Rastros de violência em cadeia
Na manhã de quinta-feira (12), o pintor Roberto Ângelo Muniz do Nascimento, 49, foi encontrado agonizando em casa após cair de uma escada enquanto trabalhava. Socorrido pelo SAMU, morreu no Hospital São Camilo.
Horas depois, na CE-288, no Sítio Tipi (Aurora), o agricultor Agostinho Vieira dos Santos Filho, 48, perdeu o controle da motocicleta e faleceu antes da chegada do resgate.
“Vizinhos relataram ter ouvido uma discussão acirrada, seguida de vários disparos e o barulho de uma moto em fuga”, informaram policiais sobre o segundo homicídio em Juazeiro.
Na madrugada de sexta-feira, a violência escalonou em Juazeiro do Norte: às 1h, Pedro Rammatis Bento Dantas, 20, foi executado por dois homens em uma moto preta na Rua Madre Nely Sobreira. Quatro horas depois, um homem ainda não identificado foi morto a tiros no bairro Tiradentes; cápsulas de calibres 38, 45 e 380 ficaram pelo chão.

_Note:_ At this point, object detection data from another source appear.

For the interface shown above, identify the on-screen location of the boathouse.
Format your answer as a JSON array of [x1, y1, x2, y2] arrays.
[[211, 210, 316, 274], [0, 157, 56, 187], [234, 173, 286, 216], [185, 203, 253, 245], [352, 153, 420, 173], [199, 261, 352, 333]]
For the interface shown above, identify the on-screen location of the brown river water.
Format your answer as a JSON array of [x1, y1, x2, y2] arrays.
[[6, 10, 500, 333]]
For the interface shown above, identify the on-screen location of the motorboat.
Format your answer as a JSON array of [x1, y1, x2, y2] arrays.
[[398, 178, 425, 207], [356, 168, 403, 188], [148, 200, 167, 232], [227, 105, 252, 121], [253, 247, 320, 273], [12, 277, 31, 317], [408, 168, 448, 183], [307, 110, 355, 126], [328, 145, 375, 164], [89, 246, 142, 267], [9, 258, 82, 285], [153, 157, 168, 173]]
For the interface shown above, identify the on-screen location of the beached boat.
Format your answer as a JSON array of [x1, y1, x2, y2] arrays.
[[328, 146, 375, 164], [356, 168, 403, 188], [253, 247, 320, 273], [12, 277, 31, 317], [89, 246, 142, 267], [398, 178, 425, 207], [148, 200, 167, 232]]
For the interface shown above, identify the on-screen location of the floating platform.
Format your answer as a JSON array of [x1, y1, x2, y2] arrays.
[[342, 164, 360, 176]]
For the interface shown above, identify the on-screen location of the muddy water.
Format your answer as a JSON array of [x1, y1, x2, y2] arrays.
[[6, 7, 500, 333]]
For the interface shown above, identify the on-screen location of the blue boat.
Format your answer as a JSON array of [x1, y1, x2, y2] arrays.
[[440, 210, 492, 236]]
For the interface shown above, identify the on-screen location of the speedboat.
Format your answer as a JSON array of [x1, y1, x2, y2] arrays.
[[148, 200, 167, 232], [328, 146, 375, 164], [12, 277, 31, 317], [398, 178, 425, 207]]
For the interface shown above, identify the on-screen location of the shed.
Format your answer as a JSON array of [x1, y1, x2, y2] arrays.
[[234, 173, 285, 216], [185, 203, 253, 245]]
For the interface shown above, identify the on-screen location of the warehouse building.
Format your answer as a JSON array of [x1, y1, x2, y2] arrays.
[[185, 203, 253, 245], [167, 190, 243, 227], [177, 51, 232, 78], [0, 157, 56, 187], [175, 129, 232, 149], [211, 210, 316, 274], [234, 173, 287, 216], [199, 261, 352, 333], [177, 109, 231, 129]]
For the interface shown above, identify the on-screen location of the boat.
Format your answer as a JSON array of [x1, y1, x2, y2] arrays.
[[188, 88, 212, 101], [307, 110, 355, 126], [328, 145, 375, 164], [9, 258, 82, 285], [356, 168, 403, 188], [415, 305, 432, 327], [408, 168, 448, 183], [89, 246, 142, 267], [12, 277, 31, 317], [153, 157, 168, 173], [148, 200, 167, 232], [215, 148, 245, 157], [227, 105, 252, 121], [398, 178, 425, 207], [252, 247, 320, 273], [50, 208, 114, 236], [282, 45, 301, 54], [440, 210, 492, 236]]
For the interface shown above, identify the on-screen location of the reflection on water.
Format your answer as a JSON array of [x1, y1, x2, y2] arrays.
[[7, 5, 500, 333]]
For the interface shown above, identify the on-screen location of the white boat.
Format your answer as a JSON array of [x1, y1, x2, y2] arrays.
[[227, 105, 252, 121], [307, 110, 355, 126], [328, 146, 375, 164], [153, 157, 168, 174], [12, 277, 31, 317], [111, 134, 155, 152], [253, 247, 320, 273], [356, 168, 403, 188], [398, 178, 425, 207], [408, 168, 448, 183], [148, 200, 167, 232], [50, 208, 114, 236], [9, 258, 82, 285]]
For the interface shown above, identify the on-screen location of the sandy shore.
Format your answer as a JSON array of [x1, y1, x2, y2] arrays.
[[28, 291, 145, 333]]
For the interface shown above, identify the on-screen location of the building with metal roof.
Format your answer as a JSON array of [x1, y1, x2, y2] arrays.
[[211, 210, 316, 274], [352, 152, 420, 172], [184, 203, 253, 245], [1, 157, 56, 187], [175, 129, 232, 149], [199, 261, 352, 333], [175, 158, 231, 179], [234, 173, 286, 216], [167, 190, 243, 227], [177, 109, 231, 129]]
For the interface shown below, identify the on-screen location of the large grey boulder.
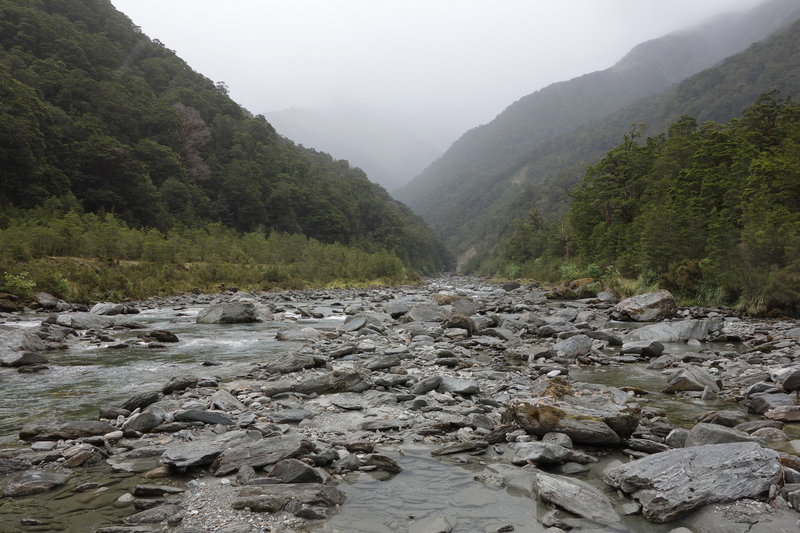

Contexto: por que o Cariri segue vulnerável?
Dados do Fórum Brasileiro de Segurança Pública apontam que o Ceará registrou taxa de 37,3 homicídios por 100 mil habitantes em 2023, acima da média nacional. No mesmo período, acidentes de trabalho fatais cresceram 9%, segundo o Observatório de Segurança e Saúde no Trabalho.

A sequência de óbitos destaca falhas de prevenção tanto no ambiente laboral quanto na segurança viária e urbana. Especialistas defendem reforço em fiscalizações e programas de mediação de conflitos para conter crimes de motivação passional, como o que vitimou “Pedrinho”.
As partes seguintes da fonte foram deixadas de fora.